Aujourd’hui, le Bureau de l’Ombudsman des contribuables (BOC) a publié son rapport tant attendu sur la gestion du programme de RS&DE par l’Agence du revenu du Canada (ARC). Malheureusement, le rapport du BOC ne répond pas aux attentes. Il semble que l’Ombudsman n’ait pas reçu de plaintes officielles concernant le programme de RS&DE. Ils cherchaient des plaintes qui correspondaient à leur mandat, soit de défendre la Charte des droits du contribuable et de promouvoir un service professionnel et un traitement équitable de la part de l’ARC. Apparemment, ce type de plaintes était difficile à obtenir. Oui, on pense tous la même chose.

« Néanmoins, à la suite de plaintes déposées par des demandeurs, des préoccupations soulevées par des parties prenantes et en raison de la portée nationale du programme et de son impact potentiel sur une grande partie de la communauté RS&DE, nous avons lancé une enquête systémique. L’enquête portait sur la suffisance et la rapidité des communications de l’ARC avec les demandeurs, ainsi que sur l’équité administrative : en somme, est-ce que l’ARC administre le programme de RS&DE conformément aux droits de service prévus dans la Charte des droits du contribuable? » indique le rapport de l’Ombudsman.

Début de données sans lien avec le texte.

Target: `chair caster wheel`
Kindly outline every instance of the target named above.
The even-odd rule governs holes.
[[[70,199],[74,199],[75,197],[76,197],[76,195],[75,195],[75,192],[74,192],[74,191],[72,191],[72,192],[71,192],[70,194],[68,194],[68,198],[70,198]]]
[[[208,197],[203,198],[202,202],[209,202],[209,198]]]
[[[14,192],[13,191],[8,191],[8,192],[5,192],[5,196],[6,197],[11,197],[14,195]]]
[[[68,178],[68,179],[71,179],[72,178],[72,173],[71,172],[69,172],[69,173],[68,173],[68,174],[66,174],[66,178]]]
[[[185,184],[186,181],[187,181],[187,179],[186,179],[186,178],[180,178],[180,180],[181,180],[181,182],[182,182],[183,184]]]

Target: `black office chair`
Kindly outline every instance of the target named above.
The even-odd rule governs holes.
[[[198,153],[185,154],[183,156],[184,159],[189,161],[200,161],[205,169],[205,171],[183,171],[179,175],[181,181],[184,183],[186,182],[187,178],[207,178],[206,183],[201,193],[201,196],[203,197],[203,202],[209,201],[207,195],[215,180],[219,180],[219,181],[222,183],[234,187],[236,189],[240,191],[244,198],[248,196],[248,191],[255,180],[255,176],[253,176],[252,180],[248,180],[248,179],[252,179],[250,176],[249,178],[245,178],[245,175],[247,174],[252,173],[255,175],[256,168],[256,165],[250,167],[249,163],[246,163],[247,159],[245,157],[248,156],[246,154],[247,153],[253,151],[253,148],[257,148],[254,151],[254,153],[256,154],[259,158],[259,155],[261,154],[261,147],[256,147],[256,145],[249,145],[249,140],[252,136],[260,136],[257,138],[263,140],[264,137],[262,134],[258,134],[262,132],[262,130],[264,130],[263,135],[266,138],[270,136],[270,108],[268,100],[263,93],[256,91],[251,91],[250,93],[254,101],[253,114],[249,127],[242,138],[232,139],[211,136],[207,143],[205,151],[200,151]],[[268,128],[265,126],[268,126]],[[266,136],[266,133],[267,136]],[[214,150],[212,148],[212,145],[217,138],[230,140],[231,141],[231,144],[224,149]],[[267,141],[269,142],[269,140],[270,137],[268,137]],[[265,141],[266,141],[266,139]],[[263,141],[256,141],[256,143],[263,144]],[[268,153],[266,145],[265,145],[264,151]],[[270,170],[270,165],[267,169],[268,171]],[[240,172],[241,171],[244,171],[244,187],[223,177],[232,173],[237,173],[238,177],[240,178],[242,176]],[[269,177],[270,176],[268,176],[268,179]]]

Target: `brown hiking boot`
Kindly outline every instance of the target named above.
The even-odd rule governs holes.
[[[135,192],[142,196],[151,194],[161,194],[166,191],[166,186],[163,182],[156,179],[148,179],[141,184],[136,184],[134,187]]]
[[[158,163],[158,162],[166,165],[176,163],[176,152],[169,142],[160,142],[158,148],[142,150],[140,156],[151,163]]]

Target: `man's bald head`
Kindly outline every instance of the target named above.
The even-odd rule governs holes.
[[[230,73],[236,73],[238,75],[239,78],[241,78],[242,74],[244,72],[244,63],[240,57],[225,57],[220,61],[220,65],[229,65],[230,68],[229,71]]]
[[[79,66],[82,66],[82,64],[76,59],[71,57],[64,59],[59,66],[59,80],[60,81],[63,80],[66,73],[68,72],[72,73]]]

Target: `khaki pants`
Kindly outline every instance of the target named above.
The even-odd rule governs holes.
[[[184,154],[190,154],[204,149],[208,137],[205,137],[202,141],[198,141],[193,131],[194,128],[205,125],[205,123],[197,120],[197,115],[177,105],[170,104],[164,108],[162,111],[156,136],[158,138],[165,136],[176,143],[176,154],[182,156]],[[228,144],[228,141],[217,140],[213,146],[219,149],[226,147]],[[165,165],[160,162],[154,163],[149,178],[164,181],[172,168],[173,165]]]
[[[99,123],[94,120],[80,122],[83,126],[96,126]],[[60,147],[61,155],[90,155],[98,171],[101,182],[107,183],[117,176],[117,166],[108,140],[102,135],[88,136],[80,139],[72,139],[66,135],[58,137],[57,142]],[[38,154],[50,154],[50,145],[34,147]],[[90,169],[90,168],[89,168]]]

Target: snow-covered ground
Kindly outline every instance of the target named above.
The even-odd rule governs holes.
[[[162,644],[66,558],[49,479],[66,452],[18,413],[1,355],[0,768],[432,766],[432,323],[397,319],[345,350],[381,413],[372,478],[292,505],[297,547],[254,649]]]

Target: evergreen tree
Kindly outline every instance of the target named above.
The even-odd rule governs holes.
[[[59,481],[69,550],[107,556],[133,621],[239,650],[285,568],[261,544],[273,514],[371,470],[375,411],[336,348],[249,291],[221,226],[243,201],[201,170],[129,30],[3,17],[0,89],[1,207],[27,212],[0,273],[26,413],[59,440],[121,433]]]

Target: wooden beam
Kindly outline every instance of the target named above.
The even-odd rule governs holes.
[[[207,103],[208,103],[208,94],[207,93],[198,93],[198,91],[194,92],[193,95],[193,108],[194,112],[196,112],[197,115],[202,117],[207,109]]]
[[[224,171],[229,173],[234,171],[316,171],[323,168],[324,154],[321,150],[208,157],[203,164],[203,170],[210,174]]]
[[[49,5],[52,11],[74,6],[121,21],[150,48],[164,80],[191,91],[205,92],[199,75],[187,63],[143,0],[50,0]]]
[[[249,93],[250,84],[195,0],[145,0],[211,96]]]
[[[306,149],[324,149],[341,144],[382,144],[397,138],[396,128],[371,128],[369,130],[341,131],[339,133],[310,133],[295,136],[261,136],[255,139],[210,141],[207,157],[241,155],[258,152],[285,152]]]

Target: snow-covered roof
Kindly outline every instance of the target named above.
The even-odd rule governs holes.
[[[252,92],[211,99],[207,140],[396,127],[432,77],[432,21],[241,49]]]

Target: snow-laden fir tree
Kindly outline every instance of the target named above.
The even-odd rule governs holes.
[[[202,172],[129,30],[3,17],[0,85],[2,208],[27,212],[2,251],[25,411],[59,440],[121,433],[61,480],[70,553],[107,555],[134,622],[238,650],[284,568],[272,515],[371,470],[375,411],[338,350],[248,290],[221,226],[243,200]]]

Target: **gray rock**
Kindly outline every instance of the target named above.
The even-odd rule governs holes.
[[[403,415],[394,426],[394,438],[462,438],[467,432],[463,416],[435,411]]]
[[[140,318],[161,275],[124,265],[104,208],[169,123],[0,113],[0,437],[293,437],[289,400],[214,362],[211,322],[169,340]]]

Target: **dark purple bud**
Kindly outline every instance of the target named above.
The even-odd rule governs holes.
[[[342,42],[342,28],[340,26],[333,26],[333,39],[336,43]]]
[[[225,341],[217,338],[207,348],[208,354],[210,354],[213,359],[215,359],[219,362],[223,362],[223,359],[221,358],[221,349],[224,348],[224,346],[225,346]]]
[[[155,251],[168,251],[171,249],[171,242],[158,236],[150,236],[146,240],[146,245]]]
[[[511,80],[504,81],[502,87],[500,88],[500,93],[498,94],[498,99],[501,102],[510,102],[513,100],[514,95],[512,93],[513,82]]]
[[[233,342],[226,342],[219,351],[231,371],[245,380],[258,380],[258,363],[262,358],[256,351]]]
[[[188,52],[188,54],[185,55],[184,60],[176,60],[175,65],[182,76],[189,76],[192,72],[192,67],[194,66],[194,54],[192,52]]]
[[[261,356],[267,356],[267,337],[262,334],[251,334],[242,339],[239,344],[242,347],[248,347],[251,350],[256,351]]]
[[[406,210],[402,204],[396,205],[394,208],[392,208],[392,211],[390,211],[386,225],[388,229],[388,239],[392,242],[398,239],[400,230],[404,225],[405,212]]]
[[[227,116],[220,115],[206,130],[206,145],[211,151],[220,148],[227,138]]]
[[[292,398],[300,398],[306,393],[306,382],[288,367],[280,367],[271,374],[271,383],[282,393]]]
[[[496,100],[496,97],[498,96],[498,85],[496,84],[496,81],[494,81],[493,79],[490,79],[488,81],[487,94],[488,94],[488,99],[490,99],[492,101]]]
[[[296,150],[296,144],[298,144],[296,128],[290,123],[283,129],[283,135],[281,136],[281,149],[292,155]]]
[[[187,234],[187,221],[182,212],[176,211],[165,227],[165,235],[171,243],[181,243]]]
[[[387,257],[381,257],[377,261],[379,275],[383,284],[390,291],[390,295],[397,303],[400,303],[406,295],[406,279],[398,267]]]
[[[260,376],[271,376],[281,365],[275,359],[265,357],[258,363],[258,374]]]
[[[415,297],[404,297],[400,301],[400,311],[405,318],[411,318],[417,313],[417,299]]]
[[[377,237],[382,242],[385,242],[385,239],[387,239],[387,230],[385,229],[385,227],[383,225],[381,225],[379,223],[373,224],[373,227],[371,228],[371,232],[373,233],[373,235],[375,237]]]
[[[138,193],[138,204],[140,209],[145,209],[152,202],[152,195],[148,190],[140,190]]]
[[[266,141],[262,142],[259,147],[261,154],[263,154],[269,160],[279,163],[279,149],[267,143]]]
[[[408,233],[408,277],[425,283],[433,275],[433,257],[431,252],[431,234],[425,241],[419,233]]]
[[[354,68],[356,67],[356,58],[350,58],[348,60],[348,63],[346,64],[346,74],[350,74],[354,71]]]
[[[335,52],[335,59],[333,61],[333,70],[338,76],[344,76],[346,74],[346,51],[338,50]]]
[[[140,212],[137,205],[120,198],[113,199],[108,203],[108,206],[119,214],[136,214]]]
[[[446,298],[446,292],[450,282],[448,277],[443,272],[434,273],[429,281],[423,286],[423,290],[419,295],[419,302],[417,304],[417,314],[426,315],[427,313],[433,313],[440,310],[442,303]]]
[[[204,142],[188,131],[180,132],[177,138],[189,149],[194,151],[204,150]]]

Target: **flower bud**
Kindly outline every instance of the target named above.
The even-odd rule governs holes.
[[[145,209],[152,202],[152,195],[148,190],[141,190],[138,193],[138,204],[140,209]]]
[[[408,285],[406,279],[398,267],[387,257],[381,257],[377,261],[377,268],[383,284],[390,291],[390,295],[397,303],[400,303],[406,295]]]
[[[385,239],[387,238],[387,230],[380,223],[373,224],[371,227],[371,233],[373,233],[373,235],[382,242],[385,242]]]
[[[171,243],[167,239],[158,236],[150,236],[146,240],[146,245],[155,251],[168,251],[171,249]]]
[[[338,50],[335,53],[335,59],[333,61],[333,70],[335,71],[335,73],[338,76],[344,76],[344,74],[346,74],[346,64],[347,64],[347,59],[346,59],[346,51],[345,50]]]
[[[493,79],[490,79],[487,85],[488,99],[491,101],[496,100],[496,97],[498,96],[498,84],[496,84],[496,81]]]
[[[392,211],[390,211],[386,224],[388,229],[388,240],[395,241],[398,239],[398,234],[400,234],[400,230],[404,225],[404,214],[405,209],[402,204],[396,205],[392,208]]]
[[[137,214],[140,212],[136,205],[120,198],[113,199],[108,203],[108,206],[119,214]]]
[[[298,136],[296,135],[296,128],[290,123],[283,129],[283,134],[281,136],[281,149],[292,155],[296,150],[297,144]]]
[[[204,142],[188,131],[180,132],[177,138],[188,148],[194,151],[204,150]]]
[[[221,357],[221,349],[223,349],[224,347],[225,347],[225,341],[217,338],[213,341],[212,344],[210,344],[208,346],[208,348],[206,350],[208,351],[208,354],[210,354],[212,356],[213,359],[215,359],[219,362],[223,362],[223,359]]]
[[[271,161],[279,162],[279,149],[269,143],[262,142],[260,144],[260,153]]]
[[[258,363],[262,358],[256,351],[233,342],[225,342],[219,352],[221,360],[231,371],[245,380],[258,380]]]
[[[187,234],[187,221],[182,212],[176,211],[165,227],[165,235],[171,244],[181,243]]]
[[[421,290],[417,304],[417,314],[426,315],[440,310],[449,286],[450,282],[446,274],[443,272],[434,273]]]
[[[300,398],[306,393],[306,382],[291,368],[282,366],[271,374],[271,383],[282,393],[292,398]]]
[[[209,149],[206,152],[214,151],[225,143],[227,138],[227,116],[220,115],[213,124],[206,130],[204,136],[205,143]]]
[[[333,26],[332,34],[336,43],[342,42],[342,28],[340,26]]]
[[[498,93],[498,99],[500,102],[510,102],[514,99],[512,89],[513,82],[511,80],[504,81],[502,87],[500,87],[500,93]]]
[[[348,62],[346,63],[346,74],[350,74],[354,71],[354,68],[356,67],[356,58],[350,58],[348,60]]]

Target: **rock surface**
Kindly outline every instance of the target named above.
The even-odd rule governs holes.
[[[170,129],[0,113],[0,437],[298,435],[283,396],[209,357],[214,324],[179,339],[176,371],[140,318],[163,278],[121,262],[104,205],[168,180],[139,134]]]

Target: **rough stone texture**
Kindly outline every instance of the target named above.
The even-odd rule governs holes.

Le rapport poursuit : « Notre bureau a entendu de nombreux témoignages et allégations concernant le programme de RS&DE, provenant de demandeurs qui ne voulaient pas déposer de plainte officielle ou qui souhaitaient rester anonymes. Plusieurs représentants, demandeurs et groupes d’intérêt… ont exprimé haut et fort leurs critiques sur la gestion du programme. Malgré tous nos efforts pour encourager les représentants à déposer des plaintes… la plupart ne l’ont pas fait. »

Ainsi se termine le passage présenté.